U.S. Pat. No. 9,354,531, which is hereby incorporated by reference herein in its entirety, describes in the Abstract thereof a process for making a latex emulsion where distillation occurs at an elevated temperature is used to make resin particles with a conditioned surface which can be used to make magenta toner with increased efficiency.
Latex emulsions of resins may be produced using PIE processes in which resins are dissolved in a mixture of water, a base and organic solvent(s) (e.g., methyl ethyl ketone (MEK), isopropyl alcohol (IPA) or both) to form a water-in-oil (W/O) dispersion (i.e., water droplets dispersed in continuous oil). Subsequently, water is added to convert the dispersion into an oil-in-water (O/W) dispersion. In embodiments, liquids from a prior PIE can be reused in a subsequent PIE.
As described above, phase inversion emulsification (PIE) processes for making resin latex from a resin use solvents such as methyl ethyl ketone (MEK) and isopropyl alcohol (IPA) to dissolve the resin. After conversion, the volatile organic compounds (VOCs) need to be removed from the latex in order to meet environmental regulations for use as a raw material in both the emulsion aggregation (EA) process and the toner end product. The current method of solvent removal is vacuum distillation of the latex.

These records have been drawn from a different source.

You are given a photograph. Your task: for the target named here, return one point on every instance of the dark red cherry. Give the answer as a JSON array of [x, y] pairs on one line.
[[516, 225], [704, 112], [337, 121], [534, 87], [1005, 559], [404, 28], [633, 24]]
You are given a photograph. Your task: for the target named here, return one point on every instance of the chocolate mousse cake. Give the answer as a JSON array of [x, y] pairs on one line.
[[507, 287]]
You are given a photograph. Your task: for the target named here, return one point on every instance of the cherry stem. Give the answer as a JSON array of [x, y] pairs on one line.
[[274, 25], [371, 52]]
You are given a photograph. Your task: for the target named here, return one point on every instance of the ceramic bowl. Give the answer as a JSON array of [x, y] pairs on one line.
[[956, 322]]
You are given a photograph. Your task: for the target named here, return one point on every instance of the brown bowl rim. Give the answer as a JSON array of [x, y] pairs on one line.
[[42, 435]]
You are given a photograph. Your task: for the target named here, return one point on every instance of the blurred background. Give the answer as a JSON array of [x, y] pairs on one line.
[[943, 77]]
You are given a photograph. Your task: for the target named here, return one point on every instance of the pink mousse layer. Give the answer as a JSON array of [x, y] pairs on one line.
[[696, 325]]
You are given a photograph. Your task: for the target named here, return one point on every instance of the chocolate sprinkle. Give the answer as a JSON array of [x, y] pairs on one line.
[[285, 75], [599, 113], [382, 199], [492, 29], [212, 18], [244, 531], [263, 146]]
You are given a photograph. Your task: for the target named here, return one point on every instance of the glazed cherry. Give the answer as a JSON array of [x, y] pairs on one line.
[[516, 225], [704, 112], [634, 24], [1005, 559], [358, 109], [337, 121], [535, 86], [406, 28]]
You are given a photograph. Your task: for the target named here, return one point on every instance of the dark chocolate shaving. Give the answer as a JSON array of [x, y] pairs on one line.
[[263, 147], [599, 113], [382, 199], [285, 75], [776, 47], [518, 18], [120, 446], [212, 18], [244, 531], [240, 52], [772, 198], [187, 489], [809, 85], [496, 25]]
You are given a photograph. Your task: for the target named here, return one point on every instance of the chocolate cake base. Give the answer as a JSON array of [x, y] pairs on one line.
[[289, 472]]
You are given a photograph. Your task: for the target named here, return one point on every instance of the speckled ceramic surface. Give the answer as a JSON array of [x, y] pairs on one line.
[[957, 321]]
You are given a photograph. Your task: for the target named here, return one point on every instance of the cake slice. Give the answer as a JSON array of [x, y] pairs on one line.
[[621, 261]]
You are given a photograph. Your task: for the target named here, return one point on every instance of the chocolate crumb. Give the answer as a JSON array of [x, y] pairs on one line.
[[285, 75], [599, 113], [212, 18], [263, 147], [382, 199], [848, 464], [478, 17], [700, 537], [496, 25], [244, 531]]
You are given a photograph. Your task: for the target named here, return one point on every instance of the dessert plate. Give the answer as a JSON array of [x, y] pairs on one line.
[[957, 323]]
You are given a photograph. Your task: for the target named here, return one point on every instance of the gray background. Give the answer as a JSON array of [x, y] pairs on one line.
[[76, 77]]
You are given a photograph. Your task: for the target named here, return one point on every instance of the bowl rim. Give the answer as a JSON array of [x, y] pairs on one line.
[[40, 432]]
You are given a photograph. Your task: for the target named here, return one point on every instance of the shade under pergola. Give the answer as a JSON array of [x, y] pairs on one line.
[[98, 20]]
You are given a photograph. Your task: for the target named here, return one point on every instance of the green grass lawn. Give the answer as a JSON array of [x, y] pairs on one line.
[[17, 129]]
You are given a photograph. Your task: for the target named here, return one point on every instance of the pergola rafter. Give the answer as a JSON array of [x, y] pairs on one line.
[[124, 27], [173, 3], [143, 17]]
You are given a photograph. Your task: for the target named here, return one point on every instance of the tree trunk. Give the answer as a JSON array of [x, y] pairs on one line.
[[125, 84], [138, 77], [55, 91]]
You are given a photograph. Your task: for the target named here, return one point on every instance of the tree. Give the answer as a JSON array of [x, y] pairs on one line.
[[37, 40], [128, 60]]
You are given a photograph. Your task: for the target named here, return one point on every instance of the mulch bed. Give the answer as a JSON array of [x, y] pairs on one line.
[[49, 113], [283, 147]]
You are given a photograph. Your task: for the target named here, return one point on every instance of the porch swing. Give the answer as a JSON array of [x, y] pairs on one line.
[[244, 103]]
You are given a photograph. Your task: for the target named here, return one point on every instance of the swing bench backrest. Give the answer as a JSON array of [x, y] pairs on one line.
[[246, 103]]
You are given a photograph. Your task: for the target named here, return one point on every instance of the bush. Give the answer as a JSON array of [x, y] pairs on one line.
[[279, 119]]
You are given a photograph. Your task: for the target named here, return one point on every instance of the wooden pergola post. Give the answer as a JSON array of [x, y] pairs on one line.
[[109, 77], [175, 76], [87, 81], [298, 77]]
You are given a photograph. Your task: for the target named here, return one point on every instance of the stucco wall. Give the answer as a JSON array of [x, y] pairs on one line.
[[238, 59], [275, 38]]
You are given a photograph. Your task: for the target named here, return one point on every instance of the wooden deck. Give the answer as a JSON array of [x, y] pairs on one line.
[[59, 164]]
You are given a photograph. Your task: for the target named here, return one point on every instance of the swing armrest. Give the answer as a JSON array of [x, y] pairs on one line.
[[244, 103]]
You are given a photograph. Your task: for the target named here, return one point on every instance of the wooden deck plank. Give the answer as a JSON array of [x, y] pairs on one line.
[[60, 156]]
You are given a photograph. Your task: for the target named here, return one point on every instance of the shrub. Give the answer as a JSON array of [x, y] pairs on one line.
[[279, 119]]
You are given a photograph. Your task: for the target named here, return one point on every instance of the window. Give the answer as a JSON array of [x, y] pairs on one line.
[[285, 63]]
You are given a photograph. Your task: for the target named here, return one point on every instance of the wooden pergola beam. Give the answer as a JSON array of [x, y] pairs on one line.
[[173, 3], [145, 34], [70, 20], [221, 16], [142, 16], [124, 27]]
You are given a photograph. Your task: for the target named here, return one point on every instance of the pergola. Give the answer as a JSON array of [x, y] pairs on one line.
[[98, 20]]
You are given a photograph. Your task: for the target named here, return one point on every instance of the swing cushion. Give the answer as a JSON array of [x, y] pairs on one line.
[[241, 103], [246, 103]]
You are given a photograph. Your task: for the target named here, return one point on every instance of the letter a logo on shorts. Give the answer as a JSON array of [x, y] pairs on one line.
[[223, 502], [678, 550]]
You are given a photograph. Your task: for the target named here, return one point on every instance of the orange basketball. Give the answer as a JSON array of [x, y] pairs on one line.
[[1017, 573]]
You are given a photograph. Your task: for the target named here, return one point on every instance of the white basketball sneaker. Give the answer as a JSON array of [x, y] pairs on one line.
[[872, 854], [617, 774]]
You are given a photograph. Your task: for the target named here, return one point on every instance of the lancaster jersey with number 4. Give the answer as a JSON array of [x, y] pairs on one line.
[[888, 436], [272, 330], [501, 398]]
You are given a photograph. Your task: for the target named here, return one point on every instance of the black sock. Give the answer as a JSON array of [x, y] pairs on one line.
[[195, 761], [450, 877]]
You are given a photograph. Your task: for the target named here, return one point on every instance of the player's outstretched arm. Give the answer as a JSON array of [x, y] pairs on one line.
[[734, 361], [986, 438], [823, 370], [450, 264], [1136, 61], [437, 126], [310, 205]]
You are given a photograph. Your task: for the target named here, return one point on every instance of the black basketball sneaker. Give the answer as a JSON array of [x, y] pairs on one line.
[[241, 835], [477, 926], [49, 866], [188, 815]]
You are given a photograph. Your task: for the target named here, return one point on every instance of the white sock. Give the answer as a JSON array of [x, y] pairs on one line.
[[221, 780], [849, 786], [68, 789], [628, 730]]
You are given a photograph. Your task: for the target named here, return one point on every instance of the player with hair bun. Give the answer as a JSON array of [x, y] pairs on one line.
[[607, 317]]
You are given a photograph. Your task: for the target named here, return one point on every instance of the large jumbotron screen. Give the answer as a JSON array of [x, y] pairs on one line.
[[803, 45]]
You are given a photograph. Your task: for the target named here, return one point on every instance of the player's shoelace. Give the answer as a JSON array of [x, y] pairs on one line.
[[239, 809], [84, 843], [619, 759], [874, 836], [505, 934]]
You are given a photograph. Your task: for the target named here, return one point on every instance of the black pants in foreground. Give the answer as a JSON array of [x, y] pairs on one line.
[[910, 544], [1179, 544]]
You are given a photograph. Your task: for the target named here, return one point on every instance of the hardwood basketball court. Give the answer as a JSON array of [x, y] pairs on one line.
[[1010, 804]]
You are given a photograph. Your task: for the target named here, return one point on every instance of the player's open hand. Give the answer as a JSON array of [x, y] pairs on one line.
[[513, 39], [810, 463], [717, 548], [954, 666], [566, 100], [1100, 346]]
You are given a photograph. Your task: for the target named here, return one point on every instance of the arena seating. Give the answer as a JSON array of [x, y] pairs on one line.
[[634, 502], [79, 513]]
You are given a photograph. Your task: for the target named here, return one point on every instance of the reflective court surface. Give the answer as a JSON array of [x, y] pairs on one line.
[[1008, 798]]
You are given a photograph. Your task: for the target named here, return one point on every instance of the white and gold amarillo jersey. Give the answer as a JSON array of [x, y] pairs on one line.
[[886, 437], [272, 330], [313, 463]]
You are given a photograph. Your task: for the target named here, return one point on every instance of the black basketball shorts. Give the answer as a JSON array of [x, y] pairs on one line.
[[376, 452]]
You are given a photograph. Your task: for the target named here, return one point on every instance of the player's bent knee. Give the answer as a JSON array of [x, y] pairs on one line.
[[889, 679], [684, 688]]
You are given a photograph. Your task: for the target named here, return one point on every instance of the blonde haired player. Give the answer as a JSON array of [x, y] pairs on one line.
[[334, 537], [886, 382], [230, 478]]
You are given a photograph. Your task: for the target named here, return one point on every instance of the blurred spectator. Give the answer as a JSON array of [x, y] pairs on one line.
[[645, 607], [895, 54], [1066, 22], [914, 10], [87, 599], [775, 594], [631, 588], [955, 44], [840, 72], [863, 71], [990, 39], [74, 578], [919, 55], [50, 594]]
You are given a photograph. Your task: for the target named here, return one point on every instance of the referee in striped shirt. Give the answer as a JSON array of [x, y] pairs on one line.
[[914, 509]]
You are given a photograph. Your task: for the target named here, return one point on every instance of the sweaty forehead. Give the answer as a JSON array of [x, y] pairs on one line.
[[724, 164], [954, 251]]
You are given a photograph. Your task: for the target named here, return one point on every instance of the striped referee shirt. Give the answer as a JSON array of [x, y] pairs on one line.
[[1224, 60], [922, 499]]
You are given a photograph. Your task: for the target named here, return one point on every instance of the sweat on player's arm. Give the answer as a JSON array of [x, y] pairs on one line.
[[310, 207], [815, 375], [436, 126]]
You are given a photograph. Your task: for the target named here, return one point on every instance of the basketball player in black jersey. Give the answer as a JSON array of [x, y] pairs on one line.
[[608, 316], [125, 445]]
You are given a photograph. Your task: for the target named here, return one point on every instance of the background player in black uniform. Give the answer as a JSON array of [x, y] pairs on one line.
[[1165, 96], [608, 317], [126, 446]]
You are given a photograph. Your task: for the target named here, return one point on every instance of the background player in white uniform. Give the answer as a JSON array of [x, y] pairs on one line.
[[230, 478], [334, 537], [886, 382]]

In order for the latex to be a useful raw material in the EA process, the particle size distribution needs to be in a specified range. The PIE formulation is always pre-tested and modified in lab to adjust latex particle size to desired specifications due to lot-to-lot variation of resin properties. This is the only way for particle size control in current latex production. However, this formulation adjustment only ensures the particle size after phase inversion. Particle size variability can still be observed due to solvent stripping. In particular, as the VOCs are removed from the emulsion, the size of the particles shrinks, often leading to variability and risk of producing particle out of specifications. Currently, the method to predict the degree of shrinkage is to take the latex sample before distillation and mix it with 50° C. water. By adding the latex to the higher temperature water, the particle will show similar behavior of shrinking that is seen during distillation but it does not always reflect the final particle size after distillation. This comparison is then used to modify the PIE formulation to give a desired final result. However, it is not a direct comparison and the shrinking that is seen during distillation is not always consistent making this method unreliable.
As described above, the current method to predict the degree of shrinkage of distilled latex particle is to add the latex sample to 50° C. water and then measure the particle size distribution. The 50° C. water facilitates the evaporation of solvents from the latex particle, simulating the shrinking process in latex distillation. This method allows for an estimation of the change of particle size after stripping. However, it does not provide a method for size control of the distilled latex. Further, the simulated particle does not always reflect the actual final particle after distillation.
Currently available latex processes are suitable for their intended purposes. However a need remains for improved latex processes. Further, a need remains for a reliable method to control the latex particle size shift so that a higher quality of latex can be produced, in embodiments for toner EA processes.
The appropriate components and process aspects of the each of the foregoing U.S. Patents and Patent Publications may be selected for the present disclosure in embodiments thereof. Further, throughout this application, various publications, patents, and published patent applications are referred to by an identifying citation. The disclosures of the publications, patents, and published patent applications referenced in this application are hereby incorporated by reference into the present disclosure to more fully describe the state of the art to which this invention pertains.